I’ve been intrigued by Joan Didion for a while, and as with most things nowadays, it started with a Netflix documentary. Released not so long ago in October 2017, ‘Joan Didion: The Center Will Not Hold’ summarises a writing career somewhat enviable, coloured with equal parts tragedy and charm and addressing decades of remarkable contribution to the American literary canon. From Sacramento to New York and back again to California, Didion contributes to the style of ‘New Journalism’ through an intense, insightful and precise perspective, writing against convention of the time to emphasise the truth above sensationalism or objective fact.
‘We tell ourselves stories in order to live’. The famous opening line to the first section of Joan Didion’s essay collection ‘The White Album’ is a summary of themes to come; part-memoir, part-analysis of a society at a particular moment in time, but one that can be identified within a much larger cultural context. We learn about California in the 1960’s through vignettes of Didion’s personal experiences, questioning the very premise of every story ever relayed to others, the myths we reiterate and the memories that we collect over time. We impose a narrative onto these encounters in order to seek further meaning, ignoring and discarding what doesn’t fit into the ‘ideal’ representation of our lives outwardly presented to others.
This portrait in particular struck me as interesting within a more contemporary framework, taking social media into account within our modern landscape. I couldn’t help but compare this with the way that we use snapshot images, Instagram likes and the number of followers we have on these platforms to validate our own experience of the every-day; to equally document the most exciting and mundane aspects of our existence in equal measure; to offer further meaning on the topic of our own lives, memories and encounters with other people. It is important to acknowledge the connection between the past and present here within our incessant need to make our reality a thing of significance. Didion’s collection of essays prompts this notion within the discourse of her writings within ‘The White Album,’ bringing a range of matters to the forefront of the reader’s concern.
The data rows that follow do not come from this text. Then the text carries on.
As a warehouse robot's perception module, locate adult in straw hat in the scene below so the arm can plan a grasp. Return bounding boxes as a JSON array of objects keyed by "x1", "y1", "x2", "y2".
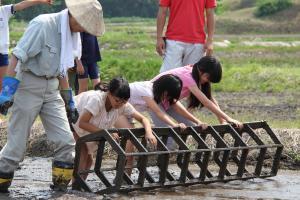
[{"x1": 0, "y1": 0, "x2": 104, "y2": 192}]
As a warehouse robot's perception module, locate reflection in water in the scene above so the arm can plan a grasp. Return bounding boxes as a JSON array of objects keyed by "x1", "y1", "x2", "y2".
[{"x1": 0, "y1": 158, "x2": 300, "y2": 200}]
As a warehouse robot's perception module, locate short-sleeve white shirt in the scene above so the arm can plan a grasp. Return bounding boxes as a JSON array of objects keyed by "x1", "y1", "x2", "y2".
[
  {"x1": 73, "y1": 90, "x2": 135, "y2": 137},
  {"x1": 0, "y1": 5, "x2": 13, "y2": 54}
]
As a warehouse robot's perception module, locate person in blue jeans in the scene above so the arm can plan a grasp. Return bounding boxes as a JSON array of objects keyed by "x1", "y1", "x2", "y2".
[{"x1": 75, "y1": 32, "x2": 101, "y2": 94}]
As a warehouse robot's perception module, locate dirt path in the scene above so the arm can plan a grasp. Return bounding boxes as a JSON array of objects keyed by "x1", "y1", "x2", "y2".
[{"x1": 0, "y1": 158, "x2": 300, "y2": 200}]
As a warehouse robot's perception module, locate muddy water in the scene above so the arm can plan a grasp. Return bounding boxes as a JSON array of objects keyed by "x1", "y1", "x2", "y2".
[{"x1": 0, "y1": 158, "x2": 300, "y2": 200}]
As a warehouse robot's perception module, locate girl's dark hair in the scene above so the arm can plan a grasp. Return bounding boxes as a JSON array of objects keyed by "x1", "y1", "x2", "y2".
[
  {"x1": 94, "y1": 77, "x2": 130, "y2": 100},
  {"x1": 153, "y1": 74, "x2": 182, "y2": 105},
  {"x1": 188, "y1": 56, "x2": 222, "y2": 108}
]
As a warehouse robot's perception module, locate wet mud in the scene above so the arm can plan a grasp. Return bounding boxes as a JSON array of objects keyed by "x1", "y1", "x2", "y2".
[
  {"x1": 0, "y1": 93, "x2": 300, "y2": 200},
  {"x1": 0, "y1": 157, "x2": 300, "y2": 200}
]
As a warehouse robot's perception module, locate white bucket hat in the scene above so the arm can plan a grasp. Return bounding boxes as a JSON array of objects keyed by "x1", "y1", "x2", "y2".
[{"x1": 65, "y1": 0, "x2": 105, "y2": 36}]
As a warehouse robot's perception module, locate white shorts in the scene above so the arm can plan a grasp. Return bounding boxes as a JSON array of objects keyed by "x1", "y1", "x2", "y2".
[{"x1": 160, "y1": 40, "x2": 204, "y2": 73}]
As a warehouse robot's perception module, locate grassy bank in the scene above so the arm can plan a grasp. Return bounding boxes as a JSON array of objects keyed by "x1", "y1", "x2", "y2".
[{"x1": 11, "y1": 18, "x2": 300, "y2": 128}]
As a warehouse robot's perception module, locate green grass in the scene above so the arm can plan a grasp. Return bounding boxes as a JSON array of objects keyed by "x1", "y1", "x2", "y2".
[{"x1": 10, "y1": 18, "x2": 300, "y2": 128}]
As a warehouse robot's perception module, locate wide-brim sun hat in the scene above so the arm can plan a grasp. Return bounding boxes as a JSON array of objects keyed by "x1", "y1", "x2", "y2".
[{"x1": 65, "y1": 0, "x2": 105, "y2": 36}]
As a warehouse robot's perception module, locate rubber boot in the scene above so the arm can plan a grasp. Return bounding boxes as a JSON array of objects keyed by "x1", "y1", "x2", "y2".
[
  {"x1": 50, "y1": 161, "x2": 74, "y2": 191},
  {"x1": 0, "y1": 76, "x2": 20, "y2": 115},
  {"x1": 0, "y1": 172, "x2": 14, "y2": 193},
  {"x1": 60, "y1": 88, "x2": 79, "y2": 124}
]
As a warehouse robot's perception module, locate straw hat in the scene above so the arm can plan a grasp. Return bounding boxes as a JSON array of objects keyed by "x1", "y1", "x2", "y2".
[{"x1": 65, "y1": 0, "x2": 105, "y2": 36}]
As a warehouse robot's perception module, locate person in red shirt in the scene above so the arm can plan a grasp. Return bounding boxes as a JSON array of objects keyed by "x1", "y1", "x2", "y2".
[{"x1": 156, "y1": 0, "x2": 217, "y2": 73}]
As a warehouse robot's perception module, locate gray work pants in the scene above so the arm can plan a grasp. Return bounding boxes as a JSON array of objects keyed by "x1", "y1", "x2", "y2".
[{"x1": 0, "y1": 72, "x2": 75, "y2": 173}]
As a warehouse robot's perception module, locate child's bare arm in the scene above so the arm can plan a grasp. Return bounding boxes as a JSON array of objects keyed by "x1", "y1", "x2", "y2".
[
  {"x1": 79, "y1": 111, "x2": 101, "y2": 133},
  {"x1": 14, "y1": 0, "x2": 53, "y2": 11},
  {"x1": 132, "y1": 111, "x2": 157, "y2": 146},
  {"x1": 59, "y1": 76, "x2": 70, "y2": 90}
]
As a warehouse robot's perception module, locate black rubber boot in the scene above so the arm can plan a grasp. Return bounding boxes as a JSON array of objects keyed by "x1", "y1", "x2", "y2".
[
  {"x1": 50, "y1": 161, "x2": 74, "y2": 191},
  {"x1": 0, "y1": 172, "x2": 14, "y2": 193}
]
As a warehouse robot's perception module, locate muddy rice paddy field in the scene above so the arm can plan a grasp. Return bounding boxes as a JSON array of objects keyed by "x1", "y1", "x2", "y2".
[{"x1": 0, "y1": 93, "x2": 300, "y2": 200}]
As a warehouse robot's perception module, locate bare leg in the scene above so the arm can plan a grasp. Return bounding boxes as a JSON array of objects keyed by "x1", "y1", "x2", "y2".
[
  {"x1": 115, "y1": 115, "x2": 134, "y2": 176},
  {"x1": 0, "y1": 66, "x2": 8, "y2": 90},
  {"x1": 73, "y1": 132, "x2": 93, "y2": 180},
  {"x1": 92, "y1": 78, "x2": 101, "y2": 88}
]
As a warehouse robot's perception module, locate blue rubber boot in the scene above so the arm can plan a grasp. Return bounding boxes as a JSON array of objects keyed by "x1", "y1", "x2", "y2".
[
  {"x1": 0, "y1": 172, "x2": 14, "y2": 193},
  {"x1": 0, "y1": 76, "x2": 20, "y2": 115},
  {"x1": 50, "y1": 161, "x2": 74, "y2": 191},
  {"x1": 60, "y1": 88, "x2": 79, "y2": 124}
]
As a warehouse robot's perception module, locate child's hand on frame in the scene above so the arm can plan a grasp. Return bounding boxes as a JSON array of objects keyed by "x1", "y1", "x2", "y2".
[
  {"x1": 145, "y1": 134, "x2": 157, "y2": 147},
  {"x1": 41, "y1": 0, "x2": 54, "y2": 5},
  {"x1": 111, "y1": 133, "x2": 120, "y2": 142},
  {"x1": 177, "y1": 123, "x2": 186, "y2": 131}
]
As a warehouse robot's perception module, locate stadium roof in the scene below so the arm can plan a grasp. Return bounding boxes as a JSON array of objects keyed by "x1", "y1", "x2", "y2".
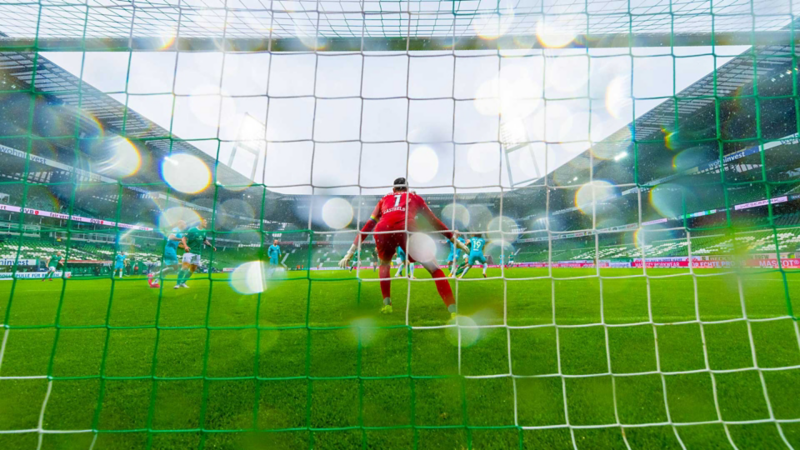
[
  {"x1": 0, "y1": 48, "x2": 250, "y2": 189},
  {"x1": 0, "y1": 0, "x2": 792, "y2": 44}
]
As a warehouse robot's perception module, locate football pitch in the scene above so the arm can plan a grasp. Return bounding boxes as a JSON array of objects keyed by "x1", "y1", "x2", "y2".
[{"x1": 0, "y1": 268, "x2": 800, "y2": 449}]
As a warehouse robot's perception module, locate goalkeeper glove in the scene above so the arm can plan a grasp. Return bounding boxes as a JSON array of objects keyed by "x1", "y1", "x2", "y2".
[
  {"x1": 339, "y1": 244, "x2": 356, "y2": 269},
  {"x1": 450, "y1": 236, "x2": 469, "y2": 253}
]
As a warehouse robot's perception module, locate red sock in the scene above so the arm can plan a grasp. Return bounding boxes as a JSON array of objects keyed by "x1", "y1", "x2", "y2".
[
  {"x1": 379, "y1": 264, "x2": 394, "y2": 298},
  {"x1": 431, "y1": 268, "x2": 456, "y2": 307}
]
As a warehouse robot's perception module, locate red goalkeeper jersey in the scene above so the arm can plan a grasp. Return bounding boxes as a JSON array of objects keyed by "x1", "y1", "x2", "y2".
[{"x1": 355, "y1": 192, "x2": 452, "y2": 243}]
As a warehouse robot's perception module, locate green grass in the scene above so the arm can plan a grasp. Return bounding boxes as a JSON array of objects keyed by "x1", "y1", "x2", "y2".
[{"x1": 0, "y1": 269, "x2": 800, "y2": 449}]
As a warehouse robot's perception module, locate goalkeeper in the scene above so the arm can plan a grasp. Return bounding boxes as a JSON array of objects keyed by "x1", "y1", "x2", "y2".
[{"x1": 339, "y1": 177, "x2": 468, "y2": 318}]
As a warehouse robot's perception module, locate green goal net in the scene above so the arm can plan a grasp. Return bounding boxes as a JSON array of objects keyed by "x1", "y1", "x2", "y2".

I can’t help but think that Joan Didion and I share quite a few interests and motivations. We are both intrigued and engaged by the macabre, by cultural chaos and disintegration. In part, I was therefore inclined to choose ‘The White Album’ as my Didion debut because of the issues brought to the forefront within this collection of essays; tales of a close friendship with Linda Kasabian and subsequent discussion of the Charles Manson murders for example, which cast a true sense of fear and paranoia over Hollywood at the time of her writing.
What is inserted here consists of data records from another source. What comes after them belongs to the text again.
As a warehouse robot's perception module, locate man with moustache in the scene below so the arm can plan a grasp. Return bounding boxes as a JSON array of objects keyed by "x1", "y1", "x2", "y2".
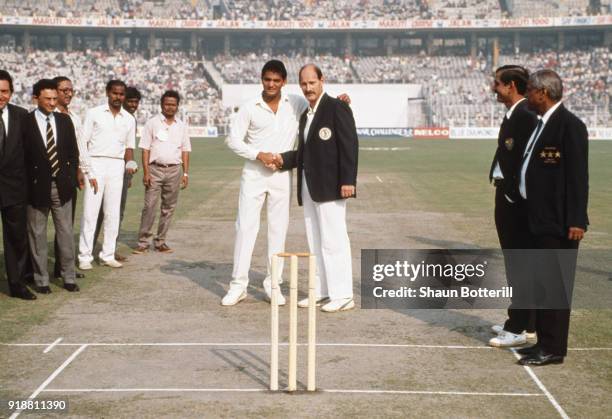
[
  {"x1": 489, "y1": 65, "x2": 537, "y2": 347},
  {"x1": 0, "y1": 70, "x2": 36, "y2": 300},
  {"x1": 278, "y1": 64, "x2": 359, "y2": 313},
  {"x1": 53, "y1": 76, "x2": 93, "y2": 278},
  {"x1": 79, "y1": 80, "x2": 136, "y2": 270},
  {"x1": 94, "y1": 86, "x2": 142, "y2": 262},
  {"x1": 23, "y1": 79, "x2": 79, "y2": 294},
  {"x1": 517, "y1": 70, "x2": 589, "y2": 365},
  {"x1": 133, "y1": 90, "x2": 191, "y2": 254}
]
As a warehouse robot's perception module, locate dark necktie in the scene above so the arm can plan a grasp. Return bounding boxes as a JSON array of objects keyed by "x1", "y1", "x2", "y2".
[
  {"x1": 523, "y1": 119, "x2": 544, "y2": 158},
  {"x1": 0, "y1": 109, "x2": 6, "y2": 156},
  {"x1": 47, "y1": 116, "x2": 59, "y2": 177}
]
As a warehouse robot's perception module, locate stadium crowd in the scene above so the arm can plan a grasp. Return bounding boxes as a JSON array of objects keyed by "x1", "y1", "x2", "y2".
[
  {"x1": 0, "y1": 47, "x2": 226, "y2": 125},
  {"x1": 0, "y1": 0, "x2": 610, "y2": 21}
]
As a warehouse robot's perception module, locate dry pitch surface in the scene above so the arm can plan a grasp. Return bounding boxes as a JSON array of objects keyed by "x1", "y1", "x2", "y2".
[{"x1": 0, "y1": 140, "x2": 612, "y2": 417}]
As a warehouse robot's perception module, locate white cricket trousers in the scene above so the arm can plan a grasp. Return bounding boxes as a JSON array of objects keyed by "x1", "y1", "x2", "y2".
[
  {"x1": 79, "y1": 157, "x2": 125, "y2": 262},
  {"x1": 230, "y1": 160, "x2": 292, "y2": 289},
  {"x1": 302, "y1": 177, "x2": 353, "y2": 300}
]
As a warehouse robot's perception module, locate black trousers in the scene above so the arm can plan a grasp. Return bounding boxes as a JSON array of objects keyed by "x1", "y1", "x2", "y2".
[
  {"x1": 495, "y1": 185, "x2": 536, "y2": 334},
  {"x1": 2, "y1": 203, "x2": 29, "y2": 292},
  {"x1": 531, "y1": 236, "x2": 579, "y2": 356},
  {"x1": 53, "y1": 188, "x2": 79, "y2": 278}
]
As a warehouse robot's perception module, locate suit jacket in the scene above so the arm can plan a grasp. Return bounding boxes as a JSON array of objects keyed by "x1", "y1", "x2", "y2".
[
  {"x1": 0, "y1": 103, "x2": 28, "y2": 208},
  {"x1": 282, "y1": 94, "x2": 359, "y2": 205},
  {"x1": 23, "y1": 112, "x2": 79, "y2": 207},
  {"x1": 489, "y1": 100, "x2": 538, "y2": 202},
  {"x1": 525, "y1": 105, "x2": 589, "y2": 237}
]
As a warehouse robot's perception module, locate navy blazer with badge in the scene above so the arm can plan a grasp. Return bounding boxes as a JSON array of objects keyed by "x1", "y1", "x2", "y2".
[
  {"x1": 0, "y1": 103, "x2": 28, "y2": 208},
  {"x1": 489, "y1": 99, "x2": 538, "y2": 202},
  {"x1": 282, "y1": 93, "x2": 359, "y2": 205},
  {"x1": 525, "y1": 105, "x2": 589, "y2": 237},
  {"x1": 23, "y1": 111, "x2": 79, "y2": 207}
]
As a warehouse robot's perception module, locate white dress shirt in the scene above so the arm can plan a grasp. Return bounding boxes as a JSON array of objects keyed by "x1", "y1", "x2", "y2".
[
  {"x1": 138, "y1": 114, "x2": 191, "y2": 164},
  {"x1": 2, "y1": 105, "x2": 8, "y2": 135},
  {"x1": 519, "y1": 101, "x2": 562, "y2": 199},
  {"x1": 493, "y1": 98, "x2": 527, "y2": 179},
  {"x1": 304, "y1": 92, "x2": 325, "y2": 143},
  {"x1": 34, "y1": 108, "x2": 57, "y2": 148},
  {"x1": 226, "y1": 93, "x2": 307, "y2": 160},
  {"x1": 83, "y1": 104, "x2": 136, "y2": 167}
]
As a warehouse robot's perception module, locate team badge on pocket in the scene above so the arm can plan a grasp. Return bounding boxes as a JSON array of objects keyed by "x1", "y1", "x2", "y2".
[{"x1": 319, "y1": 127, "x2": 331, "y2": 141}]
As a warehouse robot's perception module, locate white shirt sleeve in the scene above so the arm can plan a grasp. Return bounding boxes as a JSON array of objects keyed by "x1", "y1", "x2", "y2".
[
  {"x1": 225, "y1": 104, "x2": 259, "y2": 160},
  {"x1": 80, "y1": 110, "x2": 96, "y2": 179}
]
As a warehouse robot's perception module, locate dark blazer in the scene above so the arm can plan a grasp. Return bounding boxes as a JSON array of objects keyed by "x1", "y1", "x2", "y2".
[
  {"x1": 23, "y1": 112, "x2": 79, "y2": 207},
  {"x1": 282, "y1": 94, "x2": 359, "y2": 205},
  {"x1": 525, "y1": 105, "x2": 589, "y2": 237},
  {"x1": 0, "y1": 103, "x2": 28, "y2": 208},
  {"x1": 489, "y1": 100, "x2": 538, "y2": 202}
]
The very catalyst responsible for shattering the mirage of a glamorous neighbourhood is powerful in and of itself, reminding the reader of the ways in which “the apparent ease of California life is an illusion, and those who believe the illusion real live here in only the most temporary way.” Tales of drug abuse, psychological struggle, mental health and depression, alongside racial tensions fuelled by demonstrations from extremist groups like the Black Panther Party, only contribute to a documentation of the way that society became fragmented outside of the ‘swinging 60’s’ Hippie Culture facade that was ever-present on the surface. Didion explores a decade of life in loosely related accounts, writing from personal experience yet without excessive sentiment, creating in consequence something that I believe to be an admirable and valuable contribution to the American literary forefront.
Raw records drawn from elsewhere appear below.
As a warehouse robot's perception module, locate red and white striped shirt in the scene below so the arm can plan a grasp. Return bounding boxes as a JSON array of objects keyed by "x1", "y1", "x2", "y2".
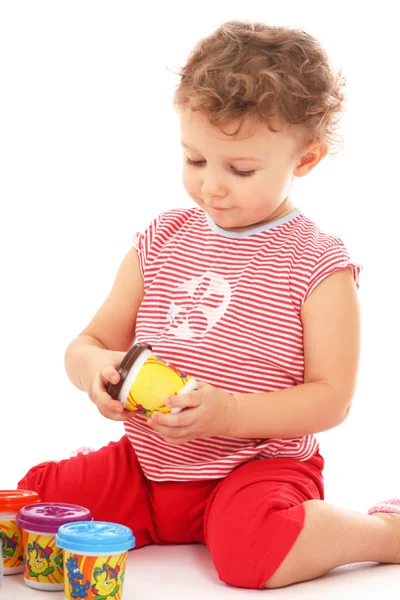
[{"x1": 125, "y1": 207, "x2": 361, "y2": 481}]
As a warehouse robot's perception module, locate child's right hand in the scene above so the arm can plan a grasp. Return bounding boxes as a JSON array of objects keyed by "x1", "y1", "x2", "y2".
[{"x1": 85, "y1": 349, "x2": 132, "y2": 421}]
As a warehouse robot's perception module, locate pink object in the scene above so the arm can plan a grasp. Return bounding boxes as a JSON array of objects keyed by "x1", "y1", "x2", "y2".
[
  {"x1": 68, "y1": 446, "x2": 96, "y2": 458},
  {"x1": 368, "y1": 498, "x2": 400, "y2": 515}
]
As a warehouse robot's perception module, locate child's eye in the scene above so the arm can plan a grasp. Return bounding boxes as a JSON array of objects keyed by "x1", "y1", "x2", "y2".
[{"x1": 186, "y1": 156, "x2": 255, "y2": 177}]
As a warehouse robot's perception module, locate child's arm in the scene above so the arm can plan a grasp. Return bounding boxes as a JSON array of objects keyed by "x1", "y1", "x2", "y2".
[
  {"x1": 65, "y1": 248, "x2": 144, "y2": 416},
  {"x1": 229, "y1": 269, "x2": 360, "y2": 438}
]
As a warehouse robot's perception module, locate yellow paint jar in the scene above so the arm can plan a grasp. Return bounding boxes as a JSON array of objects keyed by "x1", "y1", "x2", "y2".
[{"x1": 108, "y1": 344, "x2": 197, "y2": 417}]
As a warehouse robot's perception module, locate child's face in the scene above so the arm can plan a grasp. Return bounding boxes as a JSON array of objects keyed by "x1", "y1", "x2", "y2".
[{"x1": 179, "y1": 109, "x2": 326, "y2": 231}]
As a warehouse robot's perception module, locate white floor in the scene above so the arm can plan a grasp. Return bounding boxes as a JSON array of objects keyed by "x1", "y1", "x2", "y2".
[{"x1": 0, "y1": 545, "x2": 400, "y2": 600}]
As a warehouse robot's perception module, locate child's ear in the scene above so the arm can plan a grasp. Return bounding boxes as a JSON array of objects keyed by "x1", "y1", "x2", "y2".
[{"x1": 293, "y1": 140, "x2": 328, "y2": 177}]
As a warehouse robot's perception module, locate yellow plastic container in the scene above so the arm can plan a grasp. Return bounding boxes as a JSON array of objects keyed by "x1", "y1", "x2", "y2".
[{"x1": 108, "y1": 344, "x2": 197, "y2": 417}]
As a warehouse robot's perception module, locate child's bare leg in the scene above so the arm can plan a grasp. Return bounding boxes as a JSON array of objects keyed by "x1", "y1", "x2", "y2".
[{"x1": 265, "y1": 500, "x2": 400, "y2": 588}]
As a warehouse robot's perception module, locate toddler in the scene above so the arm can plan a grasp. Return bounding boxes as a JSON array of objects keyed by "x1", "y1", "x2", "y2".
[{"x1": 19, "y1": 21, "x2": 400, "y2": 588}]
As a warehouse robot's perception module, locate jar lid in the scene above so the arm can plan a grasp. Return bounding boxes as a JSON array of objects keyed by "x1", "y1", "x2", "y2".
[
  {"x1": 0, "y1": 490, "x2": 40, "y2": 512},
  {"x1": 17, "y1": 502, "x2": 92, "y2": 534},
  {"x1": 107, "y1": 344, "x2": 151, "y2": 400},
  {"x1": 56, "y1": 521, "x2": 136, "y2": 555}
]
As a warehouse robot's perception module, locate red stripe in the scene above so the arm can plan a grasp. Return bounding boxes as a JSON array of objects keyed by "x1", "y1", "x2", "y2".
[{"x1": 129, "y1": 208, "x2": 360, "y2": 481}]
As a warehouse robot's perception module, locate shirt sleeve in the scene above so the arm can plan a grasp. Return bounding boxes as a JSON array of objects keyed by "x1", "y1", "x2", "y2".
[
  {"x1": 304, "y1": 239, "x2": 362, "y2": 302},
  {"x1": 133, "y1": 216, "x2": 160, "y2": 277}
]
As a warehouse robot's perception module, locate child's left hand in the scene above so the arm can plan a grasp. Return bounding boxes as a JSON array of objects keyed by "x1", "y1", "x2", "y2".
[{"x1": 147, "y1": 381, "x2": 237, "y2": 444}]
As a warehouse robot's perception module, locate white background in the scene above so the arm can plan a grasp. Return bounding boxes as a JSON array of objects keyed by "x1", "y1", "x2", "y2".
[{"x1": 0, "y1": 0, "x2": 400, "y2": 510}]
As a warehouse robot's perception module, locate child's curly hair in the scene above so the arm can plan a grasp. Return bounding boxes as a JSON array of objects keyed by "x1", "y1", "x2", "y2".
[{"x1": 174, "y1": 21, "x2": 345, "y2": 154}]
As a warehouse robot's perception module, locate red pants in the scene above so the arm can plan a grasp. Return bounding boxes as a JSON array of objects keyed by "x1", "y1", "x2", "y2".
[{"x1": 18, "y1": 437, "x2": 324, "y2": 588}]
I’m hoping to spend the rest of 2019 periodically working my way through some of Joan Didion’s further back catalogue. ‘The White Album’ ticked a lot of boxes for me on account of the fact that I’m a complete sucker for memoir and non-fiction, influenced also by the amazing chronicle of her life that I had watched just days beforehand on Netflix. Next, I’m going to dip into ‘The Year of Magical Thinking‘ and ‘Blue Nights‘ to explore Didion’s theories of grief and mourning, in what I think may adopt a more accessible format than some of her journalistic essays.